Sechsundzwanzig bis dreissig Fellows verbringen im Lauf eines akademischen Jahres Zeit am IFK, und auch Macho betont die Rolle seines Instituts als Ort, der es Wissenschaftern erlaube, mit Kollegen aus anderen Disziplinen, aber gemeinsamer thematischer Klammer frei von den Verpflichtungen des universitären Alltags zu arbeiten: Die Zeit am IFK empfänden viele als «geschenkte Zeit» – ein selten gewordenes Gut im heutigen Wissenschaftsbetrieb. Eine weitere Parallele zum IWM wird im Lauf des Gesprächs offenbar: Auch das IFK wird sich in den nächsten Jahren verstärkt mit dem «Global South» auseinandersetzen; mehr Fellows aus Lateinamerika oder afrikanischen Ländern anzusprechen, ist dezidiertes Ziel des neuen IFK-Direktors.

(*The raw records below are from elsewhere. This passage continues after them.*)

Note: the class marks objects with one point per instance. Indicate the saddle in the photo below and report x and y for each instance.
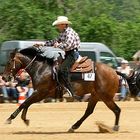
(82, 64)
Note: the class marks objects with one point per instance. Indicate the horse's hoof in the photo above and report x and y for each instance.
(71, 130)
(116, 128)
(8, 121)
(27, 122)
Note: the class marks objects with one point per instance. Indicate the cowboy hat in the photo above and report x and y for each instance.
(124, 62)
(61, 20)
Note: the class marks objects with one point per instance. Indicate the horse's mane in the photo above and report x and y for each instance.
(32, 52)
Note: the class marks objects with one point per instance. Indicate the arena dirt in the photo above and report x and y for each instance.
(51, 121)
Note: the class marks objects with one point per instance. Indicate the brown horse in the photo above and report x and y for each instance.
(103, 88)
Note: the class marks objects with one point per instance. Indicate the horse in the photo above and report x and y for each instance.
(40, 70)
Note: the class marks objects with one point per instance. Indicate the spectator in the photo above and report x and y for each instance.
(124, 89)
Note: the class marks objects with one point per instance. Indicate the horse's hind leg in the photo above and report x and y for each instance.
(90, 108)
(113, 106)
(35, 97)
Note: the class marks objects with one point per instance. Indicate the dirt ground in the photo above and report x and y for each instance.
(50, 121)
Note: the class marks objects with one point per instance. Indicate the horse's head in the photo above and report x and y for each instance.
(13, 65)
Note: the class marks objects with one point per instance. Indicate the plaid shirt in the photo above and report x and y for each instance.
(68, 40)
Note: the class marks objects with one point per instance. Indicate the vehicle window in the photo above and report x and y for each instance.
(3, 58)
(90, 54)
(109, 59)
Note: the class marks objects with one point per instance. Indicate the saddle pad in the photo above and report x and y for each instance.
(76, 76)
(86, 66)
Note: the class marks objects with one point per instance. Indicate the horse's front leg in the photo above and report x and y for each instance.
(91, 105)
(14, 114)
(23, 116)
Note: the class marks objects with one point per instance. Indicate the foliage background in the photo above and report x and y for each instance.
(115, 23)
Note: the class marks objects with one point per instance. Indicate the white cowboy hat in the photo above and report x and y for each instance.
(124, 62)
(61, 20)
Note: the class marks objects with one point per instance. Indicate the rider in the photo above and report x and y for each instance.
(68, 41)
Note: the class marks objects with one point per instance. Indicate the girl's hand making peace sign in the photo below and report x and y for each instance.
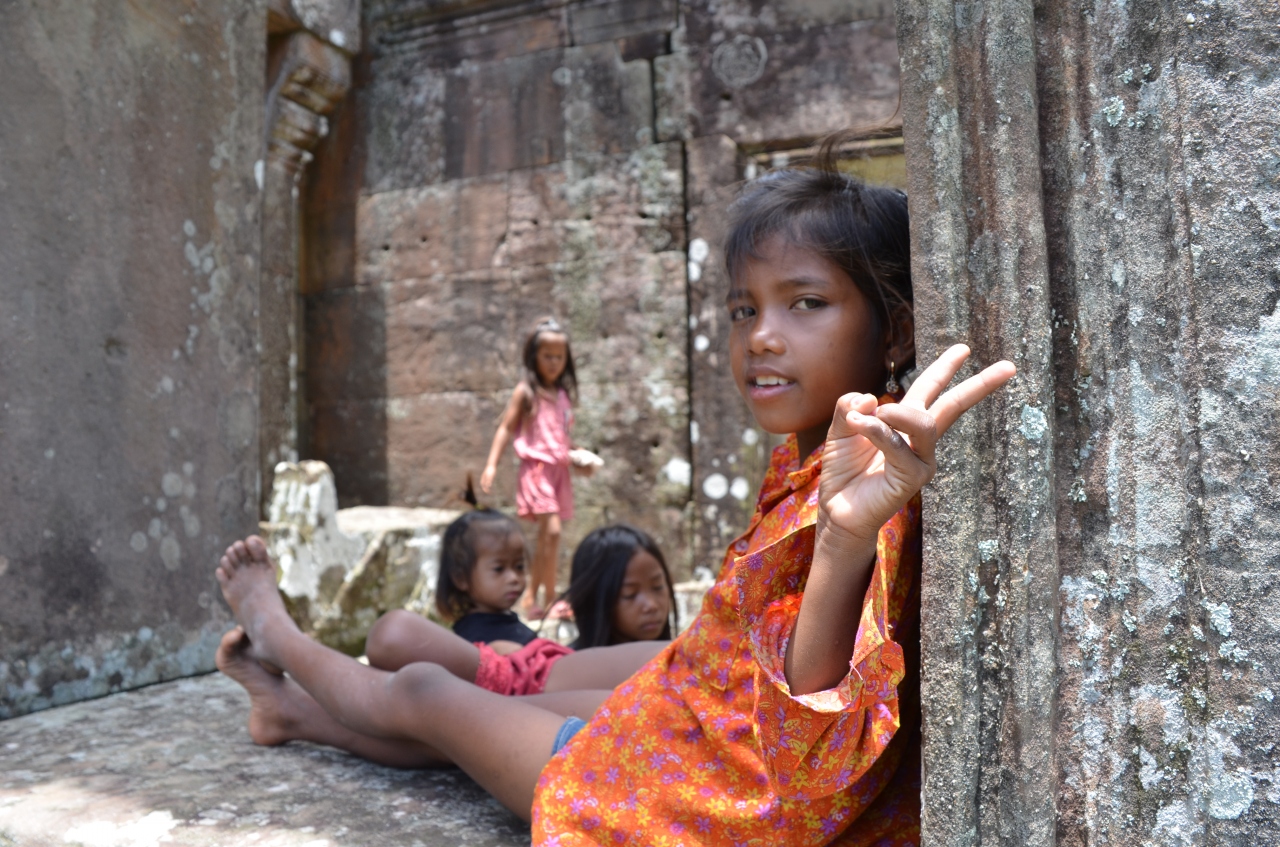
(874, 459)
(877, 457)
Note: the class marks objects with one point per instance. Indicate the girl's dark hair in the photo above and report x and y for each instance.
(457, 559)
(860, 228)
(599, 568)
(568, 376)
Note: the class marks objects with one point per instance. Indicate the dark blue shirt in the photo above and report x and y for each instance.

Ein geweiteter Horizont und viel frischer Südwind – der Neustart von IWM und IFK unter Shalini Randeria und Thomas Macho verspricht spannende Zeiten für Wiens Geistesleben, und das gewissermassen doppelt. Mit wienerischem Understatement ausgedrückt: Soll uns nichts Schlimmeres passieren.